Imagine I have 20,000 training samples. The first thing the model does is that it remembers them all. It just shamelessly stores all 20k samples. Now imagine I have a new sample coming to the model. The model calculates distances from my 20k training samples to my new sample which results in 20k new features. First feature is the distance to the first sample in my training set, second is the distance to the second sample etc. Suddenly I have twenty-thousand-dimensional space and it's much more likely that I will find a linear plane that would separate both classes. This method intuitively makes sense. Points representing A's are likely to be near other point's representing A's so if we somehow incorporate distance into the model, it should get better result. In more clever sounding words, if I project the plane form 20k dimensional space back to my original 784 dimensional space, I can get highly nonlinear boundary.

Now a bit less dummified version (dummified is a word, I swear).

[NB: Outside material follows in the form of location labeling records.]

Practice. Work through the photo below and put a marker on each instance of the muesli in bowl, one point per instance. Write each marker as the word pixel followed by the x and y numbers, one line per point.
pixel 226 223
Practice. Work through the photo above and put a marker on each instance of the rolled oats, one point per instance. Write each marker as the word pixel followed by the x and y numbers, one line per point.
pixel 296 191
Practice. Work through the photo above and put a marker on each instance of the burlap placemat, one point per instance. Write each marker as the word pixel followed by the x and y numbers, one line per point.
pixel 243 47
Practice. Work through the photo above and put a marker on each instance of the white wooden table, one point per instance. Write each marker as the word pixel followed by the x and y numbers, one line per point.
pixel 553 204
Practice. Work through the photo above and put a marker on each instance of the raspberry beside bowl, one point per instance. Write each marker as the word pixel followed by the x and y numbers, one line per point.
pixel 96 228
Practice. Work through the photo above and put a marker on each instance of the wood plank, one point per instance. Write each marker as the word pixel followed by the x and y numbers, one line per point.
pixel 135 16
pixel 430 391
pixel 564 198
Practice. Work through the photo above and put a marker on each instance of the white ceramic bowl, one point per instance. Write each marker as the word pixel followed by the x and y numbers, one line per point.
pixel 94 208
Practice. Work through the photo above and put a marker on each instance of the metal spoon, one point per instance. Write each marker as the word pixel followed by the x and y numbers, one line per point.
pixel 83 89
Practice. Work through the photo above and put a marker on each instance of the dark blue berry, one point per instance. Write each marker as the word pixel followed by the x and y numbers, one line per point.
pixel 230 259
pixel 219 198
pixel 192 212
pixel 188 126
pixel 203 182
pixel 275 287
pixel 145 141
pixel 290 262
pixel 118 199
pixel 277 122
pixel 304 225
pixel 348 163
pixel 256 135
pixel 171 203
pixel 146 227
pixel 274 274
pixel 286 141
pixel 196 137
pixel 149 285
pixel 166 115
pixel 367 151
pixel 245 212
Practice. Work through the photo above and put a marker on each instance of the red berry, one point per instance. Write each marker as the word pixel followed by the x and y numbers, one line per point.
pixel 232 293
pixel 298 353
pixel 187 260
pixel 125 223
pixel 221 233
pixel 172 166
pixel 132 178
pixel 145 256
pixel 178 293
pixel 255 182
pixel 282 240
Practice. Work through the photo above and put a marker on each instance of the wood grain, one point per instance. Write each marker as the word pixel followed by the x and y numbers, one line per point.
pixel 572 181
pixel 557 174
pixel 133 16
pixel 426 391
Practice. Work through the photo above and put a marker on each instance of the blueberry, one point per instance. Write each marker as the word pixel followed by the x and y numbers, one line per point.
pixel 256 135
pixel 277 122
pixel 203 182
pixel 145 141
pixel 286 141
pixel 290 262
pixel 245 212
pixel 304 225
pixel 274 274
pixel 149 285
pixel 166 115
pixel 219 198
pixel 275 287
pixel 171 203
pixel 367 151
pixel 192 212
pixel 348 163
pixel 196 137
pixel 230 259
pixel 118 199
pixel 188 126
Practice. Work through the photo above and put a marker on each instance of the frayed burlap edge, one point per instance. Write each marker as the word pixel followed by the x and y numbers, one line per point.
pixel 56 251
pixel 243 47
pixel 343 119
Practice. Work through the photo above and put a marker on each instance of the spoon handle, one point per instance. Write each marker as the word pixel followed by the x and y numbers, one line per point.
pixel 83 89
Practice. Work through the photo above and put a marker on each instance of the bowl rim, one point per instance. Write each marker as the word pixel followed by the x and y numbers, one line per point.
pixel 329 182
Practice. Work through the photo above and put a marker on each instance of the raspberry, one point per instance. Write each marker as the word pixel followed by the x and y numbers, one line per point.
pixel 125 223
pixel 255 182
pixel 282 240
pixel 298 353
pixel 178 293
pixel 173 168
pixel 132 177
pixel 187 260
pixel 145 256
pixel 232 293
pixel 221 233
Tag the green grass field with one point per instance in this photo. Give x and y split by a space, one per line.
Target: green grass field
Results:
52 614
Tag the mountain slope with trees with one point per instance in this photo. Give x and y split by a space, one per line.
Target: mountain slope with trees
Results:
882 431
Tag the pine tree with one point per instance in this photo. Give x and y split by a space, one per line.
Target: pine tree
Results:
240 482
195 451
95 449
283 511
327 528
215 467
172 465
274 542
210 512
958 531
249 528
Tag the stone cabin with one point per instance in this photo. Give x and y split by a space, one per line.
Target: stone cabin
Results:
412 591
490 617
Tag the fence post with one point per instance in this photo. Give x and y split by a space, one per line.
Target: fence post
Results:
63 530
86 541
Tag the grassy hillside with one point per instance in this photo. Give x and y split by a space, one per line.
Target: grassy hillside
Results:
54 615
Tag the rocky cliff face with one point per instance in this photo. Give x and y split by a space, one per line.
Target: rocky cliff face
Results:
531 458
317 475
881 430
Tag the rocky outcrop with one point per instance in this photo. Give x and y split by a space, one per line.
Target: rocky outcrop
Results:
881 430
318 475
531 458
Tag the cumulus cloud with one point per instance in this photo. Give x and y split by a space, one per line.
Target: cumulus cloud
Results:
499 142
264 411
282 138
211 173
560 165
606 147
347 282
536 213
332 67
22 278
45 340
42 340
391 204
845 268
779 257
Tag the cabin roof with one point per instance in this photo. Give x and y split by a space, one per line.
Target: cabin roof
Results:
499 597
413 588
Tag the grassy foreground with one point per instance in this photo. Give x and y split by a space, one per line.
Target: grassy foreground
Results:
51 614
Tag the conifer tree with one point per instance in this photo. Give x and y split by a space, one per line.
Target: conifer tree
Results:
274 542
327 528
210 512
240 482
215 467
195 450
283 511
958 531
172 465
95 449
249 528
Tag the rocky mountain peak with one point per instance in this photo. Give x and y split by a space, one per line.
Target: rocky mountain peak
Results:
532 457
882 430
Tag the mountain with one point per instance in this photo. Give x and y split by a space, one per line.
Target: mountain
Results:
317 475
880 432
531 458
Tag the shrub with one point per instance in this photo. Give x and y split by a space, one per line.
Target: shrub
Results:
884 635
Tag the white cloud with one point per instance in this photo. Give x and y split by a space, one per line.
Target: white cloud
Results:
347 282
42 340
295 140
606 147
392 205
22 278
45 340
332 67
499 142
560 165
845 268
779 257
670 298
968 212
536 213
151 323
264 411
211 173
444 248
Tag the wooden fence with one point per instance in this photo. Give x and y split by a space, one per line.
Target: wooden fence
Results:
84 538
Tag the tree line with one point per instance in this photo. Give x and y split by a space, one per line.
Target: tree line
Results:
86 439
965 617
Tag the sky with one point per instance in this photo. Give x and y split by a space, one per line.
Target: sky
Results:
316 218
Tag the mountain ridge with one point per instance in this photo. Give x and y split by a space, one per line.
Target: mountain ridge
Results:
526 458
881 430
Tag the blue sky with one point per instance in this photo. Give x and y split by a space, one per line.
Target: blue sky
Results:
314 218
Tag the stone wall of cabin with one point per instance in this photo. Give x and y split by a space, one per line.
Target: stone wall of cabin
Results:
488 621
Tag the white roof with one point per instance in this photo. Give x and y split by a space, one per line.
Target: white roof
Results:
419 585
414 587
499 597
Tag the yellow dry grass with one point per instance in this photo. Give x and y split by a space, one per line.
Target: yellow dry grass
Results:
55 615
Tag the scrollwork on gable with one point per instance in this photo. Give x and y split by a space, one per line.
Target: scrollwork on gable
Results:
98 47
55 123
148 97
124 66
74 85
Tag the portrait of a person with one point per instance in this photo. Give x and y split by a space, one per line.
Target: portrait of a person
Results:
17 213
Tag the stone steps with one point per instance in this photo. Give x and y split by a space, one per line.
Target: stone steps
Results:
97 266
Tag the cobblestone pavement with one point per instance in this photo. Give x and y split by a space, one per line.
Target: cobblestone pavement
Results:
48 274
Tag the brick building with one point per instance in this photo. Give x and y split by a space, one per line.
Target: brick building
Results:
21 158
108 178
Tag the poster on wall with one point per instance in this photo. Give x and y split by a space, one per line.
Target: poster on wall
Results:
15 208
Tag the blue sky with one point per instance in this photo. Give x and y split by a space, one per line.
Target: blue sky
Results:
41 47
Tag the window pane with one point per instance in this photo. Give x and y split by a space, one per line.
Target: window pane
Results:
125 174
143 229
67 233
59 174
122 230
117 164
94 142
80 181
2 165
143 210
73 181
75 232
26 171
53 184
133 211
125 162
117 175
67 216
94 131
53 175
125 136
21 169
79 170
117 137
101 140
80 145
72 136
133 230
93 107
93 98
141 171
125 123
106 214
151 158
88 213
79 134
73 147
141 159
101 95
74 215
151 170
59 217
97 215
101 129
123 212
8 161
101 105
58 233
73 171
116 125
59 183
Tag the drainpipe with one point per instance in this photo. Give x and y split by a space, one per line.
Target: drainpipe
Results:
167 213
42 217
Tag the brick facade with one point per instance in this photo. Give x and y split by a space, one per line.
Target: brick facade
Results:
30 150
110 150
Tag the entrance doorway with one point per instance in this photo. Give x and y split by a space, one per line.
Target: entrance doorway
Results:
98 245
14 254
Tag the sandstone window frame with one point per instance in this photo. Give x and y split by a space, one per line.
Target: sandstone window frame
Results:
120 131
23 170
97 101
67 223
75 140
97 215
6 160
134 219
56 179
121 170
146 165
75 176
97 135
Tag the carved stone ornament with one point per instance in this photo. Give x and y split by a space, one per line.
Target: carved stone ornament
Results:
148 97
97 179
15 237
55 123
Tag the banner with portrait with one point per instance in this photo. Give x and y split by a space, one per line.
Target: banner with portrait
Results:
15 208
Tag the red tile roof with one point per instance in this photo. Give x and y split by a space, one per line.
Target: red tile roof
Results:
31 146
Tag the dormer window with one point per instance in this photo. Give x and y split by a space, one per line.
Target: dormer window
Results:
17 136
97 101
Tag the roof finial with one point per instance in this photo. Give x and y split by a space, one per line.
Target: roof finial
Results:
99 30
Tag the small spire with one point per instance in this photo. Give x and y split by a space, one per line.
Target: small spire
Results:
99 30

Not all 20k training samples are used, only the most interesting ones (they are called Support Vectors hence the name). So the space we are using has less than 20k dimensions. Moreover the distance is not necessary a distance, it's just some function that takes two points (vectors) as an input and returns a number (new feature). This function is called kernel and we pick it when configuring the classifier - Gaussian (rbf) is the most common. And while the method sounds complicated and slow, it uses some mathematical shortcuts so it's relatively fast. Unfortunately it does not scale well with number of training samples.

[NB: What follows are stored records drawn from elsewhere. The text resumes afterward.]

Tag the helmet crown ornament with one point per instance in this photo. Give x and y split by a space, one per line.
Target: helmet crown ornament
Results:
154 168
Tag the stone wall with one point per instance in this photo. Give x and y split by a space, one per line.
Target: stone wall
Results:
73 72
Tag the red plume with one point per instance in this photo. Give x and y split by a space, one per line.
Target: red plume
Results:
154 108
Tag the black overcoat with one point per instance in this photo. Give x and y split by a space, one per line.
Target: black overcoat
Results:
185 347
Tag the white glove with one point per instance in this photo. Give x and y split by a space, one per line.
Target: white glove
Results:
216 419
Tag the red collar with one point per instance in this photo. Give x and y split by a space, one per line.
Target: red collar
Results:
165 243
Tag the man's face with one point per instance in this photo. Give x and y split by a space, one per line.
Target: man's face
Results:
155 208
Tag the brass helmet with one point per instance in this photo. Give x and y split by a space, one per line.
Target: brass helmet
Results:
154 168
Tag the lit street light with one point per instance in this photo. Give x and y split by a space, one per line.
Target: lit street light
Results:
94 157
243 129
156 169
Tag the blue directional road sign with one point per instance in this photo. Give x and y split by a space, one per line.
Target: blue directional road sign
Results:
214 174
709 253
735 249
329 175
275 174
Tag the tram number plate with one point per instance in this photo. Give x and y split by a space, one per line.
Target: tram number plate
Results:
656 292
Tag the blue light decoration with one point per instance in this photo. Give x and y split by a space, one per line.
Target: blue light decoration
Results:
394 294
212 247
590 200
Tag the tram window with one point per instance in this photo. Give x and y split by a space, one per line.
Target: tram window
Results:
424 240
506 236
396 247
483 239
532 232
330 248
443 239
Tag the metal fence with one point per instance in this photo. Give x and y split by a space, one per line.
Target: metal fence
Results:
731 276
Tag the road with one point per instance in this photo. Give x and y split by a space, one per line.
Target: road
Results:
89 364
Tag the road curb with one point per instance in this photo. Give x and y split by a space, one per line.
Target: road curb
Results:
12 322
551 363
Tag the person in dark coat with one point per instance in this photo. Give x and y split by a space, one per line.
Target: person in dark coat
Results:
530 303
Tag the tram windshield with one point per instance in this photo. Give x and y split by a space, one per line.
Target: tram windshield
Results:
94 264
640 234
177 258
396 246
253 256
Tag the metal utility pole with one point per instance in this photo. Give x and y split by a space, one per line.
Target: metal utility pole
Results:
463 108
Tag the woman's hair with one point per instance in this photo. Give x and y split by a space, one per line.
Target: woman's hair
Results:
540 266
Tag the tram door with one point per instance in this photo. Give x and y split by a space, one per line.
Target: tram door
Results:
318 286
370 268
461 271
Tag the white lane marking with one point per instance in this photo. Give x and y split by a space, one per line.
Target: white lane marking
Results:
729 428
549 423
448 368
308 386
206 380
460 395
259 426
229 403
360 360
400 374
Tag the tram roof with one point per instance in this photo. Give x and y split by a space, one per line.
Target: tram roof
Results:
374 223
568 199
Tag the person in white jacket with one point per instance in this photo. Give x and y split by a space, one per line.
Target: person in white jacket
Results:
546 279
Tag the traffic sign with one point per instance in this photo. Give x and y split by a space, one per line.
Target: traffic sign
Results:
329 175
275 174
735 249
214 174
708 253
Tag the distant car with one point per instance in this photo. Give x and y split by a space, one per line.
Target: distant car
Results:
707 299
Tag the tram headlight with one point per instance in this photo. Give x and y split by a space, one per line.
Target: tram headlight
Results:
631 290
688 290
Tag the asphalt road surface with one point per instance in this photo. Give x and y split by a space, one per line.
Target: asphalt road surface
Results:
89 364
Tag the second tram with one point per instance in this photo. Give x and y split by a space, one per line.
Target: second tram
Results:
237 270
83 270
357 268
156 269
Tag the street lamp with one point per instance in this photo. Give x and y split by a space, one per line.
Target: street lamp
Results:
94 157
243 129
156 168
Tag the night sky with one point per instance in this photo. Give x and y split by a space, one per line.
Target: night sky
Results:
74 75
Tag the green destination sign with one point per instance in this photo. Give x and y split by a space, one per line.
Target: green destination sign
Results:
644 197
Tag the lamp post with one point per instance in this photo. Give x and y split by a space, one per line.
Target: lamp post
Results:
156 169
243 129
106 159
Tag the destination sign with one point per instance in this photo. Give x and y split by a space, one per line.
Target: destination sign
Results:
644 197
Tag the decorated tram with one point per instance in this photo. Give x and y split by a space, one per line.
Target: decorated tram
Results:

Let's see how the method looks in the code.

```
clf = svm.SVC(C=10, gamma=0.01, cache_size=2000)
```

The rest of the code is the same as the last time, we've just changed the classifier. We see our favorite (hyper)parameter C. There is also a new parameter 'gamma' which configures the kernel. Smaller gamma makes our Support Vectors reach further and generalize more.

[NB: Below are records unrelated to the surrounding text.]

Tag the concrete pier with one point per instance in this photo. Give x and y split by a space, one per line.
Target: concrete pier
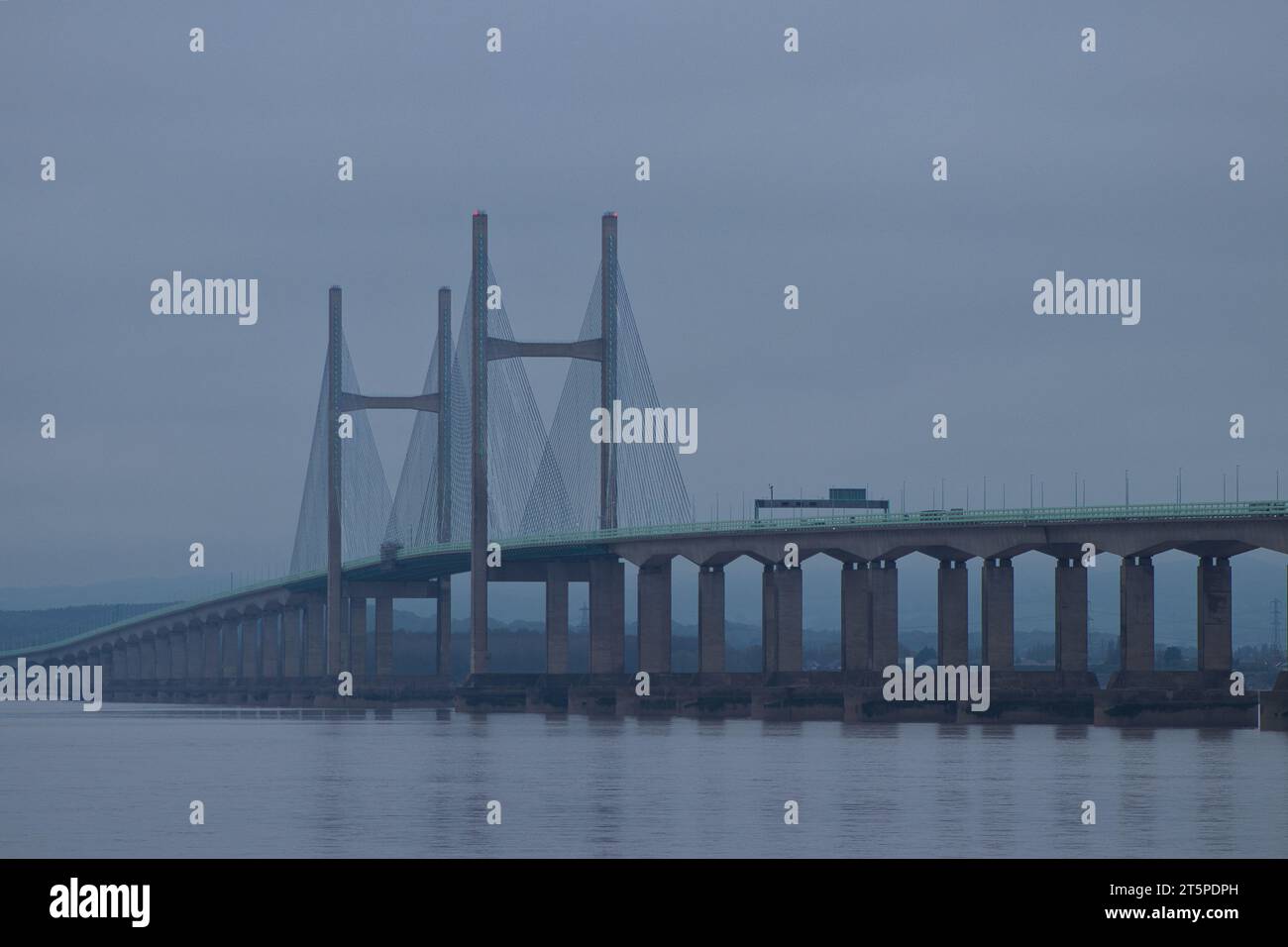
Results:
1136 613
249 659
269 651
178 638
1216 651
196 651
314 631
653 604
711 618
952 639
791 646
884 586
211 637
855 617
147 659
606 616
1070 615
557 618
357 654
291 651
442 630
769 620
230 650
384 637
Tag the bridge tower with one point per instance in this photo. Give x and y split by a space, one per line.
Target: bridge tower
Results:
485 348
339 402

So what are the results? We got to 99.7% accuracy on the training set. It's not surprising, the model actually remembers some of the training samples. If we call 'clf.support_.shape' it will tell us that it remembers 8,670 samples out of 20,000. It means that our model has to learn 8,670 parameters for each classified class. Let's count how many numbers the model needs to remember. It stores 8,670 samples each of them having 28x28=784 values. We are trying to classify 10 letters so the model learns 10x8,670 parameters. (Actually 9x8,670, but let's not go there.) All in all, the model consists of almost 7,000,000 parameters (numbers) most of it in form of Support Vectors picked from training samples. The training takes less than 3 minutes on my laptop.

What are the results on the validation set, on the samples that the model has not seen? It is 87%. The nonlinearity of the model gave us five more percent when compared to Logistic Regression. It's great. The author of notMNIST set says that the set has ~6,5% label error rate so we need six more percent to get perfect. To confirm that I could not resist and run the classification on test set, which is much cleaner. I got 93% accuracy. Like 93% on this crazy images? Incredible. We still have further 6-7% to go and I am afraid we will have to resort to neural networks to get better results.

Sources:

Coursera Machine Learning Course

Everything You Wanted to Know about the Kernel Trick

scikit learn documentation on RBF SVM parameters

scikit learn documentation on SVC

February 13th, 2016 at 18:11

Very nice article. I'm little bit puzzled with calculation of stored parameters within model. I counted 8670 samples * 784 values * 10 letter ~ 70 000 000 but you write 7 000 000. Can you explain that, please?

February 15th, 2016 at 22:55

Good question. In scikit implementation there is one model for all classes (letters). In other words, the support vectors are shared and only the linear equation parameters are different for each letter. So it's 8,670*784 + 10*8,670. The classification works like this. New sample comes, distance from all support vectors is calculated. It results in 8.7k new features. We then multiply this feature vector with parameters for each letter which gives us a number. We then pick the letter with the largest number.